The hitter that has stood out the most for the 16U team is outfielder Austin Meadows, a 2013 prospect from Grayson (Ga.) High.
At 6-foot-3 and 200 pounds, Meadows is an impressive athlete that is taking time off from his high school football team—where he plays running back and outside linebacker—to play for Team USA.
On the baseball field, he bats and throws lefthanded. He shows a good feel for hitting, has some power potential and has speed that can really impact the game on both sides of the ball.

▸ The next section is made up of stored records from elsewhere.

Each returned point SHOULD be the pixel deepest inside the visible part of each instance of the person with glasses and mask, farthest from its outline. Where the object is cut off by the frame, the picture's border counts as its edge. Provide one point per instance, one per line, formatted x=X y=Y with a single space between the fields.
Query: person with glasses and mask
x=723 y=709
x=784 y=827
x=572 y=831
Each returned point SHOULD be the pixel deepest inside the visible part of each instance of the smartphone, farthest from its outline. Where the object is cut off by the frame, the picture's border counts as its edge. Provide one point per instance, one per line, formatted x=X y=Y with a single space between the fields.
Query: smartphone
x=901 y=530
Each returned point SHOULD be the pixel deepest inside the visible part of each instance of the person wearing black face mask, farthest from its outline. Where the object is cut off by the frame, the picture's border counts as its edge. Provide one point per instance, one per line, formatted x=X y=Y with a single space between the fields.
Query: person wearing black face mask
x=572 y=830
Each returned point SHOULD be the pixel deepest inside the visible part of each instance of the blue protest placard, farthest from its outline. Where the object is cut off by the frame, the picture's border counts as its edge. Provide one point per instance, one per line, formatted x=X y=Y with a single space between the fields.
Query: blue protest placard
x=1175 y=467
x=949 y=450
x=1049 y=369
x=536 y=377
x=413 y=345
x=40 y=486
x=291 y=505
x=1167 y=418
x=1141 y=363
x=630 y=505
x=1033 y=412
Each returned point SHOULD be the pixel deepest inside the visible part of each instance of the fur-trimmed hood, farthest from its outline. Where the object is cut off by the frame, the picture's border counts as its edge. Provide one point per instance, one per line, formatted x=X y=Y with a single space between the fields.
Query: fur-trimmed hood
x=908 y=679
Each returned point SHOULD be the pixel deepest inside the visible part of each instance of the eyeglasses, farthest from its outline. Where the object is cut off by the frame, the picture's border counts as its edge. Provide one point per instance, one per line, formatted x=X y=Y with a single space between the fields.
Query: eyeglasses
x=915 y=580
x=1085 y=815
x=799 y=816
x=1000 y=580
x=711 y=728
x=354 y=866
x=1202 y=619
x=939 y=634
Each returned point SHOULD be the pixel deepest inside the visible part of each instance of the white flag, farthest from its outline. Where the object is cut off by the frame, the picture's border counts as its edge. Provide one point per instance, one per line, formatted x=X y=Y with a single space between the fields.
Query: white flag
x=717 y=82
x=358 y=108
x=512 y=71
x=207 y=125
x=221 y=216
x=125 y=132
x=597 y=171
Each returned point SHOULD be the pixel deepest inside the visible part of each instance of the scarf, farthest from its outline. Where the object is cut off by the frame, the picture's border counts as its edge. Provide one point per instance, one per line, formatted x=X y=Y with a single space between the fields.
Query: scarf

"He's a five-tool guy," Singer said. "He's going to play center field and hit leadoff for us. He'll get on base and get himself into scoring position. He can also run the ball down. It's a big outfield—353 (feet) down the lines, 400 to center and 420 in the gaps and it's at elevation, so the ball carries. So, to have good outfield play is important and that's going to be big. We took advantage of some less-than-stellar outfield play by our opponents last year, so I understand how important it is to have good, strong outfield play and speed out there. . . He's a special player."
Athletics come naturally to Meadows. His father played football and baseball at Morehead State, and his mother played softball at Georgia State and Georgia Southern.
"My mom actually might have a better arm than me," Meadows said. "She can throw it."